Весна

В самом начале, когда человек только приходит, когда в терапии весна, человек полнится надеждой, что сладкая жизнь где-то есть. Зеленеет молодая травка, льются апрельские ливни, и почти каждый человек плачет и говорит «Только я одна такая. А вот у нее… у них есть все!» Или «Ну когда я стану крутым, вот таким же сильным, как он?»

Человеку кажется, что вокруг Диснейленд, и только он один остался на обочине. Ему надо себя изменить во чтобы то ни стало. Стать другим, добраться до каруселей.

Здесь я терпелива. Работаю на ресурс шаг за шагом, жду лета, когда сил станет побольше.

Лето

Вот приходит лето. Бабочки и клубники, розы и малина. У человека здесь всегда больше сил оглядеться вокруг и сказать «мама дорогая, да кругом же калеки… как я этого не видел ….».

Человек идет и смотрит, удивляясь тому, насколько раньше у него или у нее был узкий мир маленького ребенка, мечтавшего о любви. Теперь он видит, что изломанных, искалеченных человеков кругом миллионы. Раны вокруг зияющие, большие.

Я помогаю все это прожить, я помню, каково было мне впервые оглядеться вокруг.

Ранняя осень

Потом наступает сладкое, бурное, вкусное время урожая, яблоки и кабачки, груши и тыквы, Хэллоуин, и закатанные банки с лечо. У каждого, кто прожил терапию до этого времени, до бабьего лета, появляются результаты. Самые разные, о которых мечталось. Деньги, квартира, работа, дети любимые, кому что нужно.

Но есть и горечь, потому что видны раны мира. И импульс лечить и учить каждого. Ведь вот твой урожай, ты знаешь путь.

Но они не слышат. Потому что каждому нужно дойти до края своей боли, чтобы обратиться за помощью. Или слышат лишь изредка.

Поздняя осень

От этого грустно. Поздняя осень. Ветер, дожди, долгие дожди осени. И человек грустит о том, чего не в силах изменить.

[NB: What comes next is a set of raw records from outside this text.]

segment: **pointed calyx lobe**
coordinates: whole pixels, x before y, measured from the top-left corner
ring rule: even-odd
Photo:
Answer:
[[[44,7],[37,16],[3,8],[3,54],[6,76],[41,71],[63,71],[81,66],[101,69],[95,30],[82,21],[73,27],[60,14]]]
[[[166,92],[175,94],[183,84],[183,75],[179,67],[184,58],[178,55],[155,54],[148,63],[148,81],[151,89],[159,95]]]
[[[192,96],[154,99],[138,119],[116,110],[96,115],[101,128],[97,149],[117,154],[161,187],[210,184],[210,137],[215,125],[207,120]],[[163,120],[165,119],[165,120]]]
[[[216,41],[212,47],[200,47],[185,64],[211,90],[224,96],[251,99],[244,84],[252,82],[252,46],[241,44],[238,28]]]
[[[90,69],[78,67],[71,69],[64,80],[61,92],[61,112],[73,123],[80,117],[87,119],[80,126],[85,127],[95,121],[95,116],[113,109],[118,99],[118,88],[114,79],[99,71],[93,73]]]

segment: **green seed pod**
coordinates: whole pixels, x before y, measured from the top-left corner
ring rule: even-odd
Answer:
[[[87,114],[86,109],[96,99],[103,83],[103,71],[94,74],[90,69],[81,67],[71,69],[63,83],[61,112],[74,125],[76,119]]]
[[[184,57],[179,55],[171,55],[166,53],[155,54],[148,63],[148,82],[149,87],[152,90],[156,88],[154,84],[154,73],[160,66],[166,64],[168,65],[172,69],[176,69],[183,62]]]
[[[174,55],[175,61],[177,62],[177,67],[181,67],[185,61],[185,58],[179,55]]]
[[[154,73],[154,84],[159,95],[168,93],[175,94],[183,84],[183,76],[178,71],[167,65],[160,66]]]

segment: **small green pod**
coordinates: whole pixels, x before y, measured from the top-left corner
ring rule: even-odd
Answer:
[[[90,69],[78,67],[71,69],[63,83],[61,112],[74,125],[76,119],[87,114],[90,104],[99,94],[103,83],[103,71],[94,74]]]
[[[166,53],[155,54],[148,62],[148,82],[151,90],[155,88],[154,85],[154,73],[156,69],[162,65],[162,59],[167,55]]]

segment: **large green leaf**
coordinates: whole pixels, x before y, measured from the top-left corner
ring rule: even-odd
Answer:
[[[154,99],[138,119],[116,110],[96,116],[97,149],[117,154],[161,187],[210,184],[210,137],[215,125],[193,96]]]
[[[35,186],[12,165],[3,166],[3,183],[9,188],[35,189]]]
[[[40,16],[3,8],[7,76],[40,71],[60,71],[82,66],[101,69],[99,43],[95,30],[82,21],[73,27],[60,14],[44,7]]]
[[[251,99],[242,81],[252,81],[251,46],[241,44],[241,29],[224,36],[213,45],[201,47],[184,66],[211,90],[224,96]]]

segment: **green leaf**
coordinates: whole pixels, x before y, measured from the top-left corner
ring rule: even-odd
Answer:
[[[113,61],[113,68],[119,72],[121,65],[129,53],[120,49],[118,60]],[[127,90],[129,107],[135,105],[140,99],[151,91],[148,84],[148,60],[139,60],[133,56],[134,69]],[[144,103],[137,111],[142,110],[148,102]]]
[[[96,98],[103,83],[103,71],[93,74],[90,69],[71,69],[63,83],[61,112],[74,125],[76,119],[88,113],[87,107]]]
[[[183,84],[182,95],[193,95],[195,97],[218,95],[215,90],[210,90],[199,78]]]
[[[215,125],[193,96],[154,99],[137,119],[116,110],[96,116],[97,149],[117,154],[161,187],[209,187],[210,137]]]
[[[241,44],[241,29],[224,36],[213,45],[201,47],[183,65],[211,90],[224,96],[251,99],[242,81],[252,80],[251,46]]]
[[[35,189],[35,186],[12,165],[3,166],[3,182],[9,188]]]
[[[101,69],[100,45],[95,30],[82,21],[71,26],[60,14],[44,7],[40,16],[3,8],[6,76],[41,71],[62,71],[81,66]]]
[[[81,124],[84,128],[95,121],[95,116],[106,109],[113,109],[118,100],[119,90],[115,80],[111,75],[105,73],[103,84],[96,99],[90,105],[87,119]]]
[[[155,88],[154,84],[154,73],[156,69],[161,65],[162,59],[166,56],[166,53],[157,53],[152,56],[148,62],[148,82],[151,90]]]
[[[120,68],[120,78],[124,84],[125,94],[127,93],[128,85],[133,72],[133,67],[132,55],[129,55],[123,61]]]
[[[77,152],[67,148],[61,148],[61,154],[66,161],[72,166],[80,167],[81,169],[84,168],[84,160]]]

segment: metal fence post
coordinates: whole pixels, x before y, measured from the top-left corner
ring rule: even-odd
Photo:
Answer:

Мир перестал быть Диснейлендом где-то там. Человек знает, что когда каждая семья вернулась с праздника, каждый папа избил каждую маму, так или иначе. Или мама исхлестала папу.

Человек учится дышать и дышать, дышать и дышать, потому что иначе не выдержать всего, что открывается. Всего страдания мира, с которым становишься все больше одним целым, исцеляешься. От которого больше не отгородиться.

Зима

Потом выпадает радостный белый снег. Снежинки кружатся, кружатся. И человек понимают, что не бывает «я» и «они». Границы нет. Ты и река — одно целое. Ты и дерево одно целое. И когда крестьянин бьет плеткой быка, кровь выступает на плечах Будды. И когда убивают в Сирии или мать на моих глазах швыряет дочку, мое сердце рвется в сильнейшей физической боли.

Но человек уже молчит. Дышит и дышит, молится и знает, что все, что он может дать — действительно быть рядом.

Зимняя ступень исцеления.

И уже неважно, есть ли у тебя квартира, возлюбленный, стройность и деньги. Есть да есть, нет да нет. Есть глубина дыхания и молитва, вера и доброта, сострадание и любовь.

На этой ступени любовь открывает свою истинную природу, такую редкую в мире, такую отличную от детской привязанности. Любовь течет потоком из сердца в сердце.

А дальше?

За зимой приходит весна, зеленеет молодая травка… и ты одно целое с курчавыми облаками, розовыми восходами, малиновыми закатами, и обильно цветущей вишней, не только с болью мира, хотя она вся вот, в сердце. Дальше я еще не ходила, когда пойду, расскажу, что дальше, если для этого существуют слова.

Знаю лишь, что такой я прежде не была. Живой. Дикой. Новой.